I giudici di secondo grado scrissero che la minaccia mafiosa ci fu (ora diventa solo tentata). Le bombe esplosero nella stagione delle stragi del ’92-’93, provocando morte e distruzione.
Secondo il collegio di appello, gli ufficiali del Ros – Mario Mori su tutti – si attivarono perché volevano fermare le stragi, disinnescare la minaccia mafiosa, dall’interno della stessa organizzazione criminale.
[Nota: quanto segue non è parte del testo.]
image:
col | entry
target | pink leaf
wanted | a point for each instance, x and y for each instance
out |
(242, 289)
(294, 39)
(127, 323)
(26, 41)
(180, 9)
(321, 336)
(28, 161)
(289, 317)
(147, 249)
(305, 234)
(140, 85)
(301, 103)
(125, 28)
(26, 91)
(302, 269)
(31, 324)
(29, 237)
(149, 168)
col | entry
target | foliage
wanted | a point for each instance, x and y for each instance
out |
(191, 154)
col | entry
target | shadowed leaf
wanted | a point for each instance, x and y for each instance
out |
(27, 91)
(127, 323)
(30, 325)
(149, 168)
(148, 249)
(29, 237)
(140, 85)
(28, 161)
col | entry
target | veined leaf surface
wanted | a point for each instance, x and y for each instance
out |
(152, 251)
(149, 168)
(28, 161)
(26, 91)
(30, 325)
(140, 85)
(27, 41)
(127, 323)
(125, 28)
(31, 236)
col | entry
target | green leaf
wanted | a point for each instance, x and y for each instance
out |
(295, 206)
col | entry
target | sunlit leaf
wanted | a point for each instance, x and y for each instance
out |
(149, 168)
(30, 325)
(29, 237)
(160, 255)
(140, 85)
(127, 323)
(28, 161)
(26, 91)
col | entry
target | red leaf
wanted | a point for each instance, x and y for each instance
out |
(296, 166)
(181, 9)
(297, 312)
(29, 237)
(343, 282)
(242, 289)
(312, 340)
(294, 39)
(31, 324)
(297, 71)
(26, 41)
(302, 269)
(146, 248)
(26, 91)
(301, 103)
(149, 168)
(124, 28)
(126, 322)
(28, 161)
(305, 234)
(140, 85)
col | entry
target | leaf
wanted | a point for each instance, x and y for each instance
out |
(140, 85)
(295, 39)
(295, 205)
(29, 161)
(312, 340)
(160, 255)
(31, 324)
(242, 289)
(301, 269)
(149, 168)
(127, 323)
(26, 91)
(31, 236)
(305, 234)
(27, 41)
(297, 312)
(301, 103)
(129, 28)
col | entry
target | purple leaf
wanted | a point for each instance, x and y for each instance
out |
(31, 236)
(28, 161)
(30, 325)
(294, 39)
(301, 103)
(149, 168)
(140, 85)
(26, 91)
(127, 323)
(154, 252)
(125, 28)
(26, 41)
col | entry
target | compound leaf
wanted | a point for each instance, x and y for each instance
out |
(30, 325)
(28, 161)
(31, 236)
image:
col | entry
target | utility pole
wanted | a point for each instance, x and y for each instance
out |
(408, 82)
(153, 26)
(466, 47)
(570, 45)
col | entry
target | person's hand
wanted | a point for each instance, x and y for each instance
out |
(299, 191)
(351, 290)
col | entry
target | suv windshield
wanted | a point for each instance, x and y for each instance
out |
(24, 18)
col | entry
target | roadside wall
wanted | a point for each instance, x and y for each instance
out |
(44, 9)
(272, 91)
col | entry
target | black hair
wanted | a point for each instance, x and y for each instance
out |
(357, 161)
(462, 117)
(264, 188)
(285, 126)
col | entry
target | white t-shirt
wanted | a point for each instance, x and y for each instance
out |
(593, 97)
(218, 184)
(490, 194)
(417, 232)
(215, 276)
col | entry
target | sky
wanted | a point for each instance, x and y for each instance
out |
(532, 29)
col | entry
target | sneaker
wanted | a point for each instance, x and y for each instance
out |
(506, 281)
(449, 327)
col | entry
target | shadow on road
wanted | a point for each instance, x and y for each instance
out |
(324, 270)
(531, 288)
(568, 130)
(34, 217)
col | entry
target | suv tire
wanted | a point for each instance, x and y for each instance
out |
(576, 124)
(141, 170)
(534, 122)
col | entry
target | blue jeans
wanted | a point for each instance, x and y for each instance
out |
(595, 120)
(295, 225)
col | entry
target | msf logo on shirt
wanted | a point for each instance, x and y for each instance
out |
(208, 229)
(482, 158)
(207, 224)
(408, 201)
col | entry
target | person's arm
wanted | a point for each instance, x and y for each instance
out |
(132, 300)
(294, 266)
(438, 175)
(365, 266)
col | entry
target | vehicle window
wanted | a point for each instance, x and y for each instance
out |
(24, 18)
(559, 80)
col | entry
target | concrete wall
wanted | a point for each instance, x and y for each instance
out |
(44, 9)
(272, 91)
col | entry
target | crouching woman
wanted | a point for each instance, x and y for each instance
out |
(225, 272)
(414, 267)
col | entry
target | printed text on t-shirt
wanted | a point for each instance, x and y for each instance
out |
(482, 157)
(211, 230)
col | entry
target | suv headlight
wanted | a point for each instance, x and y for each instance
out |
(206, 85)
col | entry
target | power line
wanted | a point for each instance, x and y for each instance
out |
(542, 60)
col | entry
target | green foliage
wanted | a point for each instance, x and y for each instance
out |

La “improvvida iniziativa” della trattativa da parte dei carabinieri aveva “fini solidaristici” ovvero “la salvaguardia dell’incolumità della collettività nazionale e di tutela di un interesse generale – e fondamentale – dello Stato“.
Fu avviato “un dialogo con i vertici mafiosi finalizzato a superare la contrapposizione frontale con lo Stato che i detti vertici mafiosi avevano deciso dopo l’esito del maxi processo e che era culminata già, in quel momento, con la gravissima strage di Capaci”.
La Cassazione ha ora stabilito, azzerando questa ricostruzione, che i militari non hanno commesso il fatto. Cade dunque l’impianto accusatorio della Trattativa stessa.